First time adopting from a rescue, and she’s really reactive

We got a plot hound mix two years ago. I was begging my mom to adopt from a shelter because she always adopted from breeders before. But what we didn’t know, is how difficult of a life she had before, how it continues to effect her, and how it would effect our family.

I love this dog to death but I don’t think she is meant to be with other dogs. We have a 8 year old lab who is crazy in her own way, and maple (plot hound) will attack my lab randomly. We try to figure out what makes her tweak and prevent it (so they eat separate, she doesn’t get bones, etc) but she still will randomly get agitated and attack my other dog who is now becoming so skittish and scared.

On top of that she has extreme trauma. We think she was abused, you can’t hold things over her head or she will cower and hide. She wakes up in the middle of the night every night yelping from nightmares.

The issue besides her being unpredictable, she bit my sister and she had to go to the hospital. We keep her away from anyone outside of our family now, but the trainer my mom sees idk if it’s helping much. My mom will also yell at her which I am p sure doesn’t help but my mom is not really open to any feedback I give her (which is a separate issue). I don’t live at home anymore so I don’t get to see my dogs nearly as much, but I feel like it’s my fault. I hope that my family doesn’t hold it against me and not want to rescue in the future but idk. I also have no idea how to help my dog. She’s 2 and I’m worried it’s just going to get worst w age. I want to adopt her from my parents but I live in a one bedroom apartment, she needs a yard and a home and I can’t provide that atm.

Rant over. I just feel very alone and hopeless atm. Hopefully this will pass soon.
 
@doubtingdisciple A numbered list because I'm too tired for full sentences:
1) mom is definitely NOT helping by yelling at dog, makes worse
2) there are a bunch of different kinds of trainers (not all great), and there a a bunch of different kinds of students (also not great). What I'm saying is your mom may be a bad student
3)resource guarding people is a thing. Also redirecting anger is a thing
4) if dog doesn't get enough mental stimulation, makes everything worse
 
@joshcorn Yea mom is def a bad student I can admit that. She’s not really listening to me when I try to explain things to her about training (simple resources that can be found online) but that’s really a separate issue in itself.
 
@doubtingdisciple Reactive dogs are a lot of work and none of us (I'm guessing) ended up here intentionally. My dog sat on my feet at the shelter and was super sweet - then a month later she started growling at everything.

Needs a lot of care - I hesitate to say training, because it sounds like your dog needs encouragement to experience the world as safe. Vets, trainers, this sub can all help.

Check the FAQ/wiki info for the sub.
 
@doubtingdisciple All of my dogs have been rescues, and all have turned out to have had some pretty serious trauma. Each dog reacts differently to their trauma, but most trauma can be mitigated by removing (as much as is reasonable) things that trigger that trauma.
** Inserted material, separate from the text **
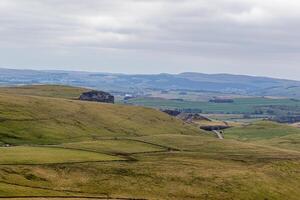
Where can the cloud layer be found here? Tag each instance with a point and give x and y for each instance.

As already noted, yelling at Maple isn't a good tactic. She maybe not able to live with other dogs, which is not necessarily a bad thing. I may have missed it in my sleeplessness, but you don't mention ways she is reactive, other than resource guarding (?) around other dogs.

Your Maple may not be REACTIVE as much as she is REACTING. That doesn't make things less problematic, but it does mean that there is a strong possibility for this to improve.

It sounds like Maple is in an unhappy situation already. I.dont think that a yard and a home makes up for that for Maple or the other lab.

I also don't think that a 1 bedroom apartment is an automatic disqualifier for you to take the dog. Are you active yourself? Do you really love this dog and want her for your own? Can you afford the dog on your own?

If the answers are yes, then you can seriously consider taking the dog. It is better for Maple to be happy, loved, and feel safe in squished conditions than for her to be unhappy/unsafe in a nice house with a yard.